Guides
Guides

AWS EKS

Prerequisites

  1. Install tools:
  2. Create an AWS user with the following policies attached:

Deploy HERE Anonymizer Preprocessor playbook

You can complete the deployment scenario by running the supplied scripts from the path where you unpacked the Preprocessor.

Run the commands and export environment variables indicated in the code block.

# The full hostname of AWS ECR registry, for example "{ACCOUNT}.dkr.ecr.eu-west-1.amazonaws.com"
export AWS_ECR_HOST="{ACCOUNT}.dkr.ecr.eu-west-1.amazonaws.com"
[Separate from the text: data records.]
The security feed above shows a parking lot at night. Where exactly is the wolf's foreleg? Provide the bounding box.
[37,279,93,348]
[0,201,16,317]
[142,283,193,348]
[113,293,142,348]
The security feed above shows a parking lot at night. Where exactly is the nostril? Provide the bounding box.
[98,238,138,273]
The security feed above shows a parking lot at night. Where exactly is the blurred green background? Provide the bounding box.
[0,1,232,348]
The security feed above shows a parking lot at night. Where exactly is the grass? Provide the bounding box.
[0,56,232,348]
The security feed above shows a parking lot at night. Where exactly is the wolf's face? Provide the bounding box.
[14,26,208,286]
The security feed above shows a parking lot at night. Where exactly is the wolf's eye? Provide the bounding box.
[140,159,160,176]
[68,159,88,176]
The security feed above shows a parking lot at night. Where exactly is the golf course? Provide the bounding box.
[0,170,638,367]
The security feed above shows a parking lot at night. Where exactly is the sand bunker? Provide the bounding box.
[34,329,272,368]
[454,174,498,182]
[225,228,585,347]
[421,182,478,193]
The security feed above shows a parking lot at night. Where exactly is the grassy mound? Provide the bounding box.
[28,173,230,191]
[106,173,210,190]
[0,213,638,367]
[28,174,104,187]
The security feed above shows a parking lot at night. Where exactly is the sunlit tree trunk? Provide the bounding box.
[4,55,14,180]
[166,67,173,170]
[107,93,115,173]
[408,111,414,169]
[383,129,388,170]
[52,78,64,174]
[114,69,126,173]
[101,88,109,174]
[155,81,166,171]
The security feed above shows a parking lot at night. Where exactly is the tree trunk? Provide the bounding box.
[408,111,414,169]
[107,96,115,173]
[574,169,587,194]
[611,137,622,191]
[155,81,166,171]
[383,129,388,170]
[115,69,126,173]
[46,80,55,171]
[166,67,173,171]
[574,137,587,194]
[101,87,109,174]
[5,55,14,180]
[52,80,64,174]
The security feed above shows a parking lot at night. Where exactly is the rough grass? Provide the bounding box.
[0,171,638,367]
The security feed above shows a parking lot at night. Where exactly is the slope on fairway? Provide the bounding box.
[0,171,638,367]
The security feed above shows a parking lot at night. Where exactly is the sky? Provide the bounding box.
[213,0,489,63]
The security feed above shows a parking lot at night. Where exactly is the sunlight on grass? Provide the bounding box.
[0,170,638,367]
# AWS region, for example "eu-west-1"
export AWS_REGION="{AWS_REGION}"

# Configure aws-cli credentials in ~/.aws/credentials or export these variables
export AWS_ACCESS_KEY_ID={USER_ACCESS_KEY_ID}
export AWS_SECRET_ACCESS_KEY={USER_SECRET_ACCESS_KEY}

# Path where the HERE Anonymizer Preprocessor is unzipped
export PREPROC_DIST_DIR={PATH_TO_UNPACKED_ANONYMIZER}

# Build and push container images, create EKS cluster, deploy
# HERE Anonymizer Preprocessor images and Apache Ignite server for demo purposes
./deployments/kubernetes/aws/aws-deploy-eks.sh

# There the HERE Anonymizer Preprocessor is deployed
# and processing data present in the source bucket.
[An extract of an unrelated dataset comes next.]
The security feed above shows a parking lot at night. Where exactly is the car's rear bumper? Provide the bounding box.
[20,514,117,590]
# Shutdown the cluster and all its resources,
# delete HERE Anonymizer Preprocessor container image
/deployments/kubernetes/aws/aws-shutdown-eks.sh

Additional variables

List of optional variables for configuring aws-deploy-eks.sh and aws-shutdown.sh with their default values:

APP_NAME=here-anon-preproc-eks
APP_VERSION=latest
AWS_CLUSTER_NAME=here-anon-preproc-eks-latest
AWS_REGION=eu-west-1
BILLING_TAG=test

Deploy manually

Push container images to ECR

  1. Log in to ECR.

    aws ecr get-login-password --region "$AWS_REGION" | docker login --username AWS --password-stdin $AWS_ECR_HOST
  2. Build and push the HERE Anonymizer Preprocessor container. Running the commands checks if the container registry exists and creates one if a registry doesn't exist.
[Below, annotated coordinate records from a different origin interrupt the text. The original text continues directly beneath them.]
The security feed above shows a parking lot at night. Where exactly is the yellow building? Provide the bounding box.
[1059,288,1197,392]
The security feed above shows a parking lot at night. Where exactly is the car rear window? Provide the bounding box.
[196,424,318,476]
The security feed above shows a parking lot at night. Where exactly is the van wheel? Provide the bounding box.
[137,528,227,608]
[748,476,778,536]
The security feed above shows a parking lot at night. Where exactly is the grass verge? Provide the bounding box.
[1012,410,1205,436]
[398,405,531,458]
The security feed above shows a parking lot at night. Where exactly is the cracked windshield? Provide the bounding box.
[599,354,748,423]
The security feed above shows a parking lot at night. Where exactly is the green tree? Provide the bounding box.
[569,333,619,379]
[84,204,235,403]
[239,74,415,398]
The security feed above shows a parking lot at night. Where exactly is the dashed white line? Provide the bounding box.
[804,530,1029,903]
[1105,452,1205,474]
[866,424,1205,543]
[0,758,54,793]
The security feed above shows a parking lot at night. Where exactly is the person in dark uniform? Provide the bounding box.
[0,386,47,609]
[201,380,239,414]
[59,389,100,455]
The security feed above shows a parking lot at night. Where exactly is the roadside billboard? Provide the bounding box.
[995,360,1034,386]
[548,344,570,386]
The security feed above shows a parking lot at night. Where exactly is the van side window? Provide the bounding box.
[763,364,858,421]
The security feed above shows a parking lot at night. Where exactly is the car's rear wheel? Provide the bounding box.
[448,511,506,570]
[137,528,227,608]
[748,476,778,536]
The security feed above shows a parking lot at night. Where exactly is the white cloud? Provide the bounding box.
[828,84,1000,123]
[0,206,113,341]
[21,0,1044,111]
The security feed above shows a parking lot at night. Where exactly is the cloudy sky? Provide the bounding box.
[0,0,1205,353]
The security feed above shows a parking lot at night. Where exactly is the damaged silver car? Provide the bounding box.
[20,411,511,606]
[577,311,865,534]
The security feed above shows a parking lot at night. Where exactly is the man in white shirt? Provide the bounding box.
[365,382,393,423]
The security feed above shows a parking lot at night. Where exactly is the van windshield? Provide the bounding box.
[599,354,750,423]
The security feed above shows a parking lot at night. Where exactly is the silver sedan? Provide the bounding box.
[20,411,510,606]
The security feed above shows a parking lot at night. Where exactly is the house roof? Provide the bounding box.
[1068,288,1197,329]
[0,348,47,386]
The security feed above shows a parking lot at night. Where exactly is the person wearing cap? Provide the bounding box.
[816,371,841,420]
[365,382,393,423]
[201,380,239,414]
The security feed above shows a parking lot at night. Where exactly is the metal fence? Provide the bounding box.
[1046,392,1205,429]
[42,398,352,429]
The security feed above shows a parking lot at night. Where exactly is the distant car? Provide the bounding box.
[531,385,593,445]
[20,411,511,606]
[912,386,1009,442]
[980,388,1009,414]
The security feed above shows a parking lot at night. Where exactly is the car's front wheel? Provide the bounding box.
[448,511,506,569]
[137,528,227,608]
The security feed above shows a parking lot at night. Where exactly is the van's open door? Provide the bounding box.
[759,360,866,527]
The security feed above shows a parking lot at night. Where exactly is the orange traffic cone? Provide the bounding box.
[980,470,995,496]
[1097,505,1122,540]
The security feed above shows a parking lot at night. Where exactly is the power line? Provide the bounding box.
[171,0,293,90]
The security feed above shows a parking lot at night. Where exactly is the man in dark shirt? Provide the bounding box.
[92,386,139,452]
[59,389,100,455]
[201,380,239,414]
    APP_IMAGE=${AWS_ECR_HOST}/${APP_NAME}-flink:${APP_VERSION}
    docker build --tag "$APP_IMAGE" $PREPROC_DIST_DIR
    aws ecr describe-repositories --repository-names ${APP_NAME}-flink || \
      aws ecr create-repository --repository-name ${APP_NAME}-flink
    docker push "$APP_IMAGE"
  3. Push the Apache Ignite image.

    IGNITE_IMAGE=$AWS_ECR_HOST/ignite
    docker pull apacheignite/ignite:3.0.0
    docker tag apacheignite/ignite:3.0.0 "$IGNITE_IMAGE"
    aws ecr describe-repositories --repository-names ignite || \
      aws ecr create-repository --repository-name ignite
    docker push "$IGNITE_IMAGE"

Create Kubernetes cluster

  1. Use eksctl to create a cluster and all required resources. The creation process takes about 10-15 minutes.

    eksctl create cluster \
        --version 1.27 \
        -n $AWS_CLUSTER_NAME \
        --region $AWS_REGION \
        --tags "app_name=${APP_NAME},app_version=${APP_VERSION}"
  2. Check Kubernetes connection and cluster readiness.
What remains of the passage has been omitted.